By Mayra Cuevas and Phil Gast, CNN

(CNN) -- The former leader of Catalonia urged Madrid to enter political negotiations following a regional election that gave pro-independence parties a majority in the Catalan parliament.

"We are a democratically mature country that has earned the right to become a republic of free men and women," said former Catalan President Carles Puigdemont.

In a recorded address made from self-imposed exile in Brussels, Belgium, Puigdemont appealed to Spanish Prime Minister Mariano Rajoy to accept the election results.

"The ballot boxes have spoken, democracy has spoken, everyone has been able to express themselves. What is Rajoy waiting for in order to accept the results?" Puigdemont said in a speech posted Saturday on social media.

It's unlikely Rajoy will be receptive to the appeal.
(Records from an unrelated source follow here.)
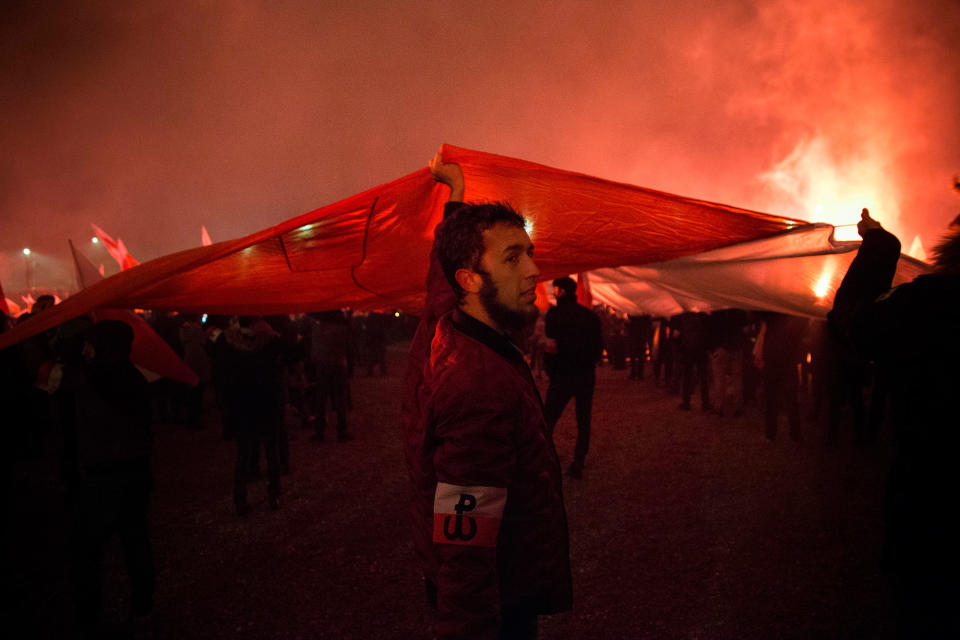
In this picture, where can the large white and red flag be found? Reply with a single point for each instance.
(116, 249)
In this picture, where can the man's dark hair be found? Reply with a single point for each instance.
(566, 283)
(946, 255)
(460, 237)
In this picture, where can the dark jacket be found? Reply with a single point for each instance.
(912, 331)
(484, 427)
(472, 417)
(579, 337)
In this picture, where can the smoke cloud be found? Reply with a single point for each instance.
(151, 119)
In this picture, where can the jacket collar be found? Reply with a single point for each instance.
(499, 342)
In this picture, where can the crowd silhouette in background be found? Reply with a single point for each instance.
(258, 375)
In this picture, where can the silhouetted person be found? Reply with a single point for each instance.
(375, 342)
(169, 394)
(577, 332)
(193, 340)
(490, 525)
(329, 353)
(726, 360)
(694, 355)
(782, 348)
(638, 339)
(216, 346)
(253, 405)
(921, 551)
(111, 495)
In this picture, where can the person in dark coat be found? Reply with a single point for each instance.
(695, 354)
(579, 337)
(921, 550)
(781, 353)
(111, 490)
(254, 404)
(638, 339)
(328, 348)
(490, 526)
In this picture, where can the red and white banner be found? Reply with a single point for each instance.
(468, 516)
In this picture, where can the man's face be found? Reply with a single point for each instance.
(509, 276)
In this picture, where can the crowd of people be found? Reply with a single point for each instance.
(489, 521)
(76, 385)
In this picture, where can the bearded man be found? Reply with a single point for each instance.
(490, 523)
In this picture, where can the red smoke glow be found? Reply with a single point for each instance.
(146, 117)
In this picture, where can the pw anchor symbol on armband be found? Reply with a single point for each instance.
(467, 503)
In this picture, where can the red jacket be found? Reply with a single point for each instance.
(490, 525)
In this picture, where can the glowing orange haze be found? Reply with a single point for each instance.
(150, 118)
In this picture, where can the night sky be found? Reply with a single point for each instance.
(151, 119)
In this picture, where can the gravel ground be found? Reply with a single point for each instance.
(685, 525)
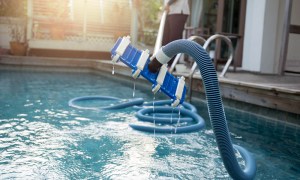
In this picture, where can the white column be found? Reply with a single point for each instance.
(263, 31)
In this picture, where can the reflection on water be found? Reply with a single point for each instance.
(42, 138)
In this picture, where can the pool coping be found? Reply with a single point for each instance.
(284, 102)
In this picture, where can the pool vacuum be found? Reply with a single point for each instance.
(154, 70)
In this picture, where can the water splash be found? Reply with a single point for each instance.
(154, 113)
(133, 93)
(113, 70)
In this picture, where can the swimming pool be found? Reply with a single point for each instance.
(42, 137)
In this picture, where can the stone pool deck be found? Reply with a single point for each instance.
(276, 96)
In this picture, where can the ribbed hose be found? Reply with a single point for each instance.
(215, 108)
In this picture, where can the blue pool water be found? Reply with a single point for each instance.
(42, 137)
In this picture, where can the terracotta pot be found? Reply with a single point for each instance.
(17, 48)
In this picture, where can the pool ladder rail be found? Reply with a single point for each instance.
(138, 61)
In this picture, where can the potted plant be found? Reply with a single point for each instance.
(13, 13)
(18, 46)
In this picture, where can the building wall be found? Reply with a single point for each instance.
(294, 39)
(254, 28)
(263, 35)
(4, 36)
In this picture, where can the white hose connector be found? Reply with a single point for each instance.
(160, 78)
(161, 57)
(121, 48)
(141, 63)
(179, 91)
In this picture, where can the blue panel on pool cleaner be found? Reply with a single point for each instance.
(130, 56)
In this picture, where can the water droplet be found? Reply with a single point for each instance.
(113, 70)
(133, 93)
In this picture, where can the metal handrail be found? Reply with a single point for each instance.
(160, 32)
(208, 41)
(192, 38)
He has refused to meet with Puigdemont, who went to Brussels after Spanish authorities announced they were seeking his arrest. Rajoy says he will meet only with leaders of the pro-unity Ciutadans (Citizens) party.

The Spanish government called the early regional election for Catalonia in the hope of quelling the separatist movement, whose push for independence this year triggered the crisis.

That ambition, however, was thwarted when voters backed the three pro-independence parties. Ciutadans, known in the rest of Spain as Ciudadanos, came in first in the December 21 election. However, its 37 seats are not enough for it to form a majority government.

In his video message, Puigdemont stands in front of the Catalan and European Union flags.

"The Spanish government has a new opportunity to behave as the European democracy it claims to be and therefore recognize the results of the elections that took place on December 21," he said in Catalan, "and in this way to start a political negotiation with the legitimate government of Catalonia."

Puigdemont called the 82% voter participation rate a "historic" success and accused Rajoy of using "repression" and "intervention" as a way to deal with the separatist movement.

Millennials in the region appear to back independence. An opinion poll by the Center for Opinion Studies in Catalonia found that more than half of Catalans between the ages of 18 and 34 would vote to break away from Spain given a simple choice of yes or no.

Friday, Rajoy told reporters that he will call on Catalonia's new Parliament to hold its inaugural session on January 17.

Rajoy called for "constructive dialogue, open and realistic, always within the law."

Analysis: No mood for compromise after close vote

The Prime Minister said: "I hope that Catalonia will be open, from now on, to a phase of open dialogue, not confrontation, of cooperation, not imposition, and plurality, not unilaterally."

Rajoy last week said the results showed a decline in support for pro-independence parties since 2010, although "not as much as we wanted." The leader remains under pressure after the vote made it clear that there is no easy way out of Spain's worst political crisis in decades.

For his part, Puigdemont was pushed from power after his government held an illegal independence referendum October 1 and lawmakers unilaterally declared the region's independence from Spain.

Following Catalan lawmakers' declaration of independence, Madrid dismissed the entire Catalan government and Parliament and seized control of the region.